Generalizing Rigid Motions Group w/ Metric

[topsquark]

Define:
[math]Euc(n) = \{ T \in End( \mathbb{R}^n )| ~ ||Tx - Ty|| = ||x - y||~\forall x,y \in \mathbb{R}^n \}[/math]

This is defined as the Euclidean group of rigid motions.

Can we generalize this group to be defined with any metric (well actually inner product, I suppose)? Obviously it won't be Euclidean any more. Would that represent a group of "rigid motions" as defined by that metric?

-Dan

Edit: I should mention that in the definition of Euc(n) [math]||x|| = \sqrt{ \sum_i x_i^2 }[/math].

 

[I like Serena]

Define:
[math]Euc(n) = \{ T \in End( \mathbb{R}^n )| ~ ||Tx - Ty|| = ||x - y||~\forall x,y \in \mathbb{R}^n \}[/math]

This is defined as the Euclidean group of rigid motions.

Can we generalize this group to be defined with any metric (well actually inner product, I suppose)?

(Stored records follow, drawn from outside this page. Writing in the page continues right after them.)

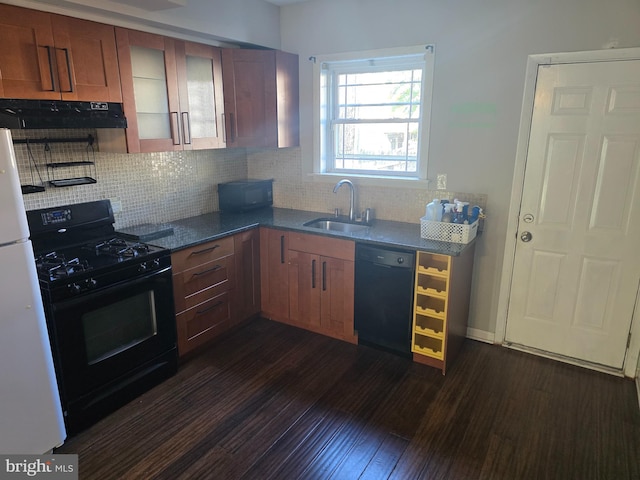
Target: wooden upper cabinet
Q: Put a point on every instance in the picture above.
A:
(261, 98)
(199, 69)
(172, 92)
(53, 57)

Obviously it won't be Euclidean any more. Would that represent a group of "rigid motions" as defined by that metric?

-Dan

Edit: I should mention that in the definition of Euc(n) [math]||x|| = \sqrt{ \sum_i x_i^2 }[/math].

Yes.
It's called an isometry.
Literally translated: equal metric.
You only need a metric to define it. Neither an inner product, nor a norm are required.

 

[topsquark]

Yes.
It's called an isometry.
Literally translated: equal metric.
You only need a metric to define it. Neither an inner product, nor a norm are required.

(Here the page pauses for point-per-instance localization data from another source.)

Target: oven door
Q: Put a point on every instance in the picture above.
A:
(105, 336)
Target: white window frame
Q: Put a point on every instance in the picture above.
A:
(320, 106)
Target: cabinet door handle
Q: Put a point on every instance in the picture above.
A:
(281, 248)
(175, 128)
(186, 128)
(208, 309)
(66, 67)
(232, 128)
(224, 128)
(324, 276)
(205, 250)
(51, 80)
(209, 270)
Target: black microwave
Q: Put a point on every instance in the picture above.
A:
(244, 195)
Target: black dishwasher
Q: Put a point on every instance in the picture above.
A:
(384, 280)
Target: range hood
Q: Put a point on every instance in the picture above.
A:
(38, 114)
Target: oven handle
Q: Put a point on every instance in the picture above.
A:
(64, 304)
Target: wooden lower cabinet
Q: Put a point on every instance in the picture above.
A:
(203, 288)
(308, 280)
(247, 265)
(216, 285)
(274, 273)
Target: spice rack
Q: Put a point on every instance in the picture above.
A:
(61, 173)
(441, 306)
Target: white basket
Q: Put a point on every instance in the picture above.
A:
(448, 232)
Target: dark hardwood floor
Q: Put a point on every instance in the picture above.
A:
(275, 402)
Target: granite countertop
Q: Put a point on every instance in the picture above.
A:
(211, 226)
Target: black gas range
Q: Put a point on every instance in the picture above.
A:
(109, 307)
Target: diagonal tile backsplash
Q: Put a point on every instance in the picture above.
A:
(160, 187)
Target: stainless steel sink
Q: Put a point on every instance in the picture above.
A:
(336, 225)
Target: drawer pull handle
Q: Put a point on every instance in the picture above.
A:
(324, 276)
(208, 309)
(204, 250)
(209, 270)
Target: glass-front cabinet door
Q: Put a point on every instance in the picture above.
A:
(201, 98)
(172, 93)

Ah! Yes, I have heard of isometries. (I must actually be starting to understand how some of this stuff crosses course boundaries.) Thanks for the info!

-Dan

 

[Deveno]

Here is how I think of it:

A METRIC is a "spatial thing", it tells us "how separated" (we use "how far apart" as measured by the metric) two points are.

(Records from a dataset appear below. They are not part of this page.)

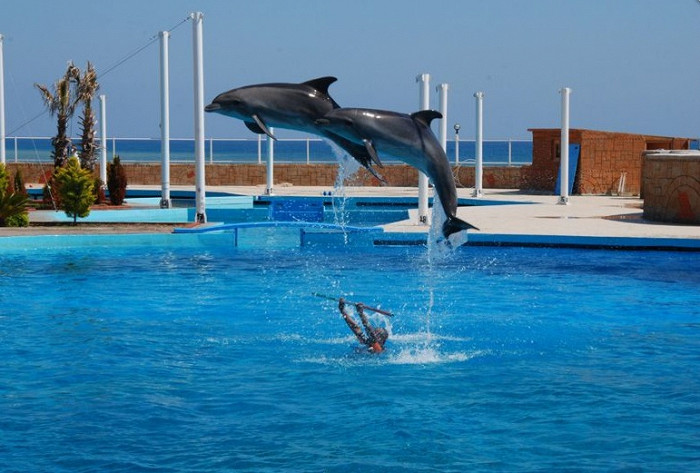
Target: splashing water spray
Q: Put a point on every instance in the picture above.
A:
(347, 167)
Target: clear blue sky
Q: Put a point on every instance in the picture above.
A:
(633, 65)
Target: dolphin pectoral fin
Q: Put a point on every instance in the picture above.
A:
(454, 225)
(321, 84)
(264, 128)
(376, 174)
(252, 126)
(372, 152)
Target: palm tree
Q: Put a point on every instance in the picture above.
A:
(61, 103)
(86, 89)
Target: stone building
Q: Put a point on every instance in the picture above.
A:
(608, 163)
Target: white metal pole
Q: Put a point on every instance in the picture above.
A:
(270, 163)
(200, 182)
(424, 104)
(164, 122)
(2, 103)
(564, 151)
(442, 94)
(479, 171)
(103, 138)
(457, 144)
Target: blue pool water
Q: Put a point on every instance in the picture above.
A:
(204, 357)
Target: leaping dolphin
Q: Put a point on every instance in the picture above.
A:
(407, 138)
(291, 106)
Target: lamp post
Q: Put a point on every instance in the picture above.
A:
(457, 144)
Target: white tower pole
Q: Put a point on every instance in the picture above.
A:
(270, 164)
(564, 152)
(442, 94)
(103, 139)
(2, 103)
(424, 104)
(457, 144)
(479, 171)
(199, 168)
(164, 122)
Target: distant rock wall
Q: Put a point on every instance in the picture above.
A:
(672, 186)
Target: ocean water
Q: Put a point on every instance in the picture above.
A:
(215, 358)
(515, 152)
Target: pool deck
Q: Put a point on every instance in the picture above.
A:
(518, 219)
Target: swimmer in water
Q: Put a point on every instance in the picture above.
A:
(374, 338)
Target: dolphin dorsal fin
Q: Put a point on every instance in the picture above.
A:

A NORM is a "vector thing"-there is this requirement of "homogeneity" (also called absolute scalability)which tells us that the norm is "consistent" with scalar multiplication:

$\|\alpha v\| = |\alpha|\|v\|$

Given a normed vector space, one can define a metric $d$ by:

$d(u,v) = \|u - v\|$.

Now one of the properties of a norm $\|\cdot\|$ is that:

$\|v\| = 0 \iff v = 0$.

This implies $d(u,v) = 0 \iff u = v$.

A norm must also satisfy the TRIANGLE INEQUALITY:

$\|u + v\| \leq \|u\| + \|v\|$

From this we have:

$0 = \|v + -v\| \leq \|v\| + \|-v\| = \|v\| + \|(-1)v\| = \|v\| + |-1|\|v\| = 2\|v\|$

so a norm is positive-definite, and so $d: V \times V \to \Bbb R_0^+$.

The triangle property of a norm tells us:

$d(u,w) = \|u - w\| = \|u - v + v - w\| \leq \|u - v\| + \|v - w\| = d(u,v) + d(v,w)$, so we have a bona-fide metric.

However, not ALL metrics on a vector space are "compatible" with the vector space structure:

We can define, for example, the "discrete metric":

$d(v,v) = 0$, for all $v \in V$.

$d(u,v) = 1$, if $u \neq v$, which is not absolutely scalable, so does not correspond to a norm.

It is possible to give examples of two metrics which induce the same topology on a vector space $V$, but one is a norm, and one is not, but I will not do so here.

Even MORE restrictive, is the case of an inner product space. An inner product $\langle \cdot,\cdot\rangle$ induces a norm by:

$\|v\| = \sqrt{\langle v,v \rangle}$

But not all norms arise in this way, an example is the $p$-norm for $p \neq 2$:

$\displaystyle \|v\|_p = \left(\sum_i^n |v_i|^p\right)^{1/p}$ which is NOT an inner product.

$\Bbb R^n$ is rather special: It's an inner product space with a topology induced by the metric which is induced by the norm induced by its inner product. Moreover, the vector space addition and scalar multiplication are continuous maps.

Note that $\text{End}(\Bbb R^n)$ has a natural ring structure (the ring of Endomorphisms of the $\Bbb R$-module $\Bbb R^n$), which is isomorphic to the ring of $n \times n$ matrices over $\Bbb R$ (this isomorphism is not "canonical" but depends on a choice of basis, so speaking in terms of "matrices" depends on picking a "coordinate system", while speaking of $\text{End}(\Bbb R^n)$ is "basis-free")).

The group of units of this ring, is the general linear group, which can also be written $\text{Aut}(\Bbb R^n)$. Note that LINEAR isometries (under any metric for for a finite-dimensional vector space) are automatically bijective (isometries are always injective, via positivity of the metric, and in a finite-dimensional vector space setting, $T \in \text{End}(V)$ is injective if and only if it is surjective, by the rank-nullity theorem).

In the "physical world", invertible linear maps correspond to "reversible" linear transformations of a space: in other words, "no loss of information". In more abstract structures, just as with ordinary integers, 0 continues to play "the bad guy".